Sentir, humer une dernière fois encore la senteur parfumé du sang qui s'écoule de ses veines, de ses orifices, de ses membres …Sentir son corps, sentir la vie qui part loin de son « invité »…et l'entendre encore supplier, prier, appeler. Il vient de mourir sous ses mains, lui, le Puissant, il le laisse mourir sans aucun espoir de revoir les siens, abandonné à con bon vouloir.

Il détache les liens qui maintiennent encore ce jeune étudiant sur la chaise et son corps tombe à même le sol, sans vie, sans plus de sons, sans plus de mouvements saccadés. C'est terminé, tout est terminé…ca lui a pris des heures pour l'achever…

Puis il repense aux autres, à tous ces autres qui n'ont pas voulu voir en lui le Maître, leur Maître, voir en lui un mentor …à jamais…

Une sourde colère monte en lui immédiatement. POURQUOI ? Pourquoi aucun n'accepte son sort ? Ils ne lui conviennent pas, ils ne sont jamais pas à la hauteur de ses attentes…ils ne méritent aucune pitié, aucun geste de réconfort de sa part. Des infâmes, dans un monde d'infâmes…ils ne méritent pas la vie qui leur promettait…non, tous des lâches…des apeurés, des pervertis….la Société leur a volé ce fluide d'innocence et de beauté qu'il recherche chez chacune de ses victimes. Ils ne voulent pas comprendre qu'il faut respecter les règles, ils ne veulent pas lui donner ce qu'il attend d'eux …

AUCUN D'EUX NE MERITAIENT DE VIVRE AUPRES DU PUISSANT ...

Il y a bien eu ce jeune homme au regard si bleu…il n'aurait peut être jamais du se trouver là sur son terrain de chasse, mais Le Diable lui a envoyé, il le sait, il l'a lu dans son regard, dans ses gestes maladroits….le diable lui a offert l'ange qui le sauverait de sa déchéance…il y a cru, l'imaginant capable de siéger là à ses côtés, tel un Dieu dominant l'humanité, décidant d'un geste tout simple du doigt qui serait celui qui vivrait, qui serait celui qui mourrait…mais il l'a déçu, l'ordure, le mécréant, l'impur…sa peau, son odeur l'a écoeuré.

Regarde, regarde toi, là…si tu avais écouté mes mots, mes envies…regardes toi tu n'es plus qu'un immonde tas de chair, un corps inerte, décharné.

Il le regarde encore une fois, allongé dans un bain de sang, son sang, un sang impur qu'il va devoir nettoyer pour ne pas ternir sa demeure.

Il sourit machiavéliquement et s'allonge quelques instants près de sa 8ème victime, posant sa main puissante sur la chevelure ensanglanté de ce jeune inculte, lui passant les doigts dedans, le berçant de nouveau comme pour le rassurer. Il peut encore se repaître de ses cris, de ses murmures aussi quand leur intimité a été si proche du but…il grogne avec mécontentement

Il a joui, oui…il a aimé sentir son sexe se durcir en le caressant, en lui volant ce qu'il a de plus innocent en lui. Puis la torture, la torture, oh oui …doux cris d'impuissance qui lui étaient parvenus de cette bouche parfaite, des supplices qui s'étaient vite transformés en hurlements, puis en pleurs, en supplications encore et encore jusqu'à ce que son corps, son âme n'est plus la force de lui résister à lui, le Puissant, le Maître des lieux. Il a exulté avec encore plus de soupirs et de désirs .

Ses deux autres victimes ne lui ont pas procuré autant de bonheur, une telle libération . Il devra choisir avec plus d'attention ceux qui auront l'honneur de partager son existence…
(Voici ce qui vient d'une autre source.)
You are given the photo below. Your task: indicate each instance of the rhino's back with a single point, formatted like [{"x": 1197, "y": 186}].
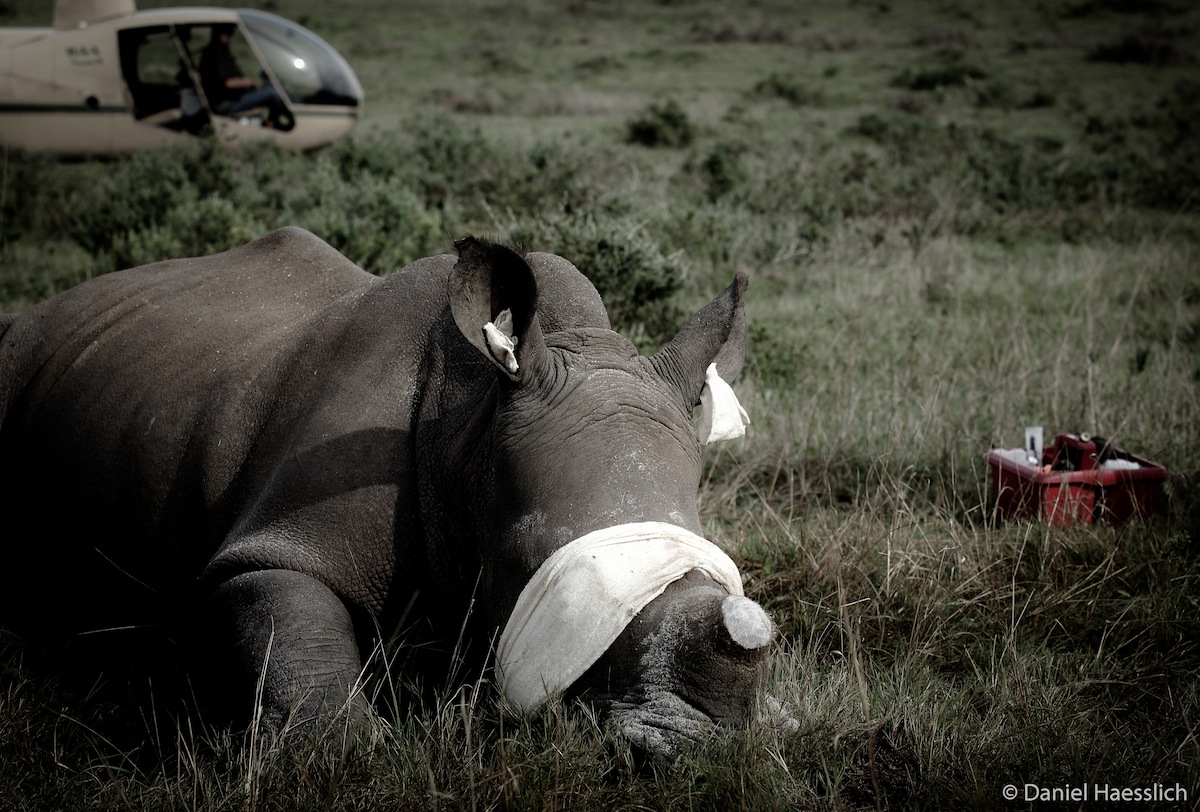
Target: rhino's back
[
  {"x": 155, "y": 322},
  {"x": 129, "y": 403}
]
Il hurle, un son rauque, gluturral.

Il a besoin de quelqu'un, près de lui, qui va devenir son autre, qui va devenir son ombre…il doit repartir à la chasse…maintenant, tout de suite, le goût de son amertume devenant trop puissant au fond de sa gorge…
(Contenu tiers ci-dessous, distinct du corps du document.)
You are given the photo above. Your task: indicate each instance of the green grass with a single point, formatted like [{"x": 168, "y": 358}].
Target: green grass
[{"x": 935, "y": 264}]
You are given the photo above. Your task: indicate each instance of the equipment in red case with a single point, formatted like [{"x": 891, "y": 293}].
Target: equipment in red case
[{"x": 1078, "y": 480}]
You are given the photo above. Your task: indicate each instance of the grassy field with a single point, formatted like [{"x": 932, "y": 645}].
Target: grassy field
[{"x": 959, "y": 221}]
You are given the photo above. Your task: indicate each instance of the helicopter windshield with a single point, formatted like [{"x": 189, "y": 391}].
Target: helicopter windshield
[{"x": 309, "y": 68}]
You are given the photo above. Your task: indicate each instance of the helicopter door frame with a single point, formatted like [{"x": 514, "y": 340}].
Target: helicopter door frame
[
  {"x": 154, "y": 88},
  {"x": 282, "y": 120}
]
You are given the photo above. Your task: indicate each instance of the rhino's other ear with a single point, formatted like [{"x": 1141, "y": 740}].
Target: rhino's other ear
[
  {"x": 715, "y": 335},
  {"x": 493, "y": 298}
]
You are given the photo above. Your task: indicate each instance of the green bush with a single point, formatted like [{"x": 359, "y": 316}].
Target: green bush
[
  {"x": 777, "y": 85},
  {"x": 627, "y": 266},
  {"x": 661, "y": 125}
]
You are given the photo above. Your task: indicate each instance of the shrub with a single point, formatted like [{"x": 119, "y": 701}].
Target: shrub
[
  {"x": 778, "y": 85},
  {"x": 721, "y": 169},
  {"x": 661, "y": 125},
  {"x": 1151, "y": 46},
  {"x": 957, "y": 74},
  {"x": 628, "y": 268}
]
Il sourit de nouveau en passant devant le miroir du couloir. Il passe un peigne fin dans ses cheveux, touche son visage mal rasé puis attrape son pardessus, réajuste son chapeau et sort en silence.

7h00 du matin. Il est l'heure d'aller au travail. Ses collègues l'attendent. Aujourd'hui, la journée va certainement être encore bien morose.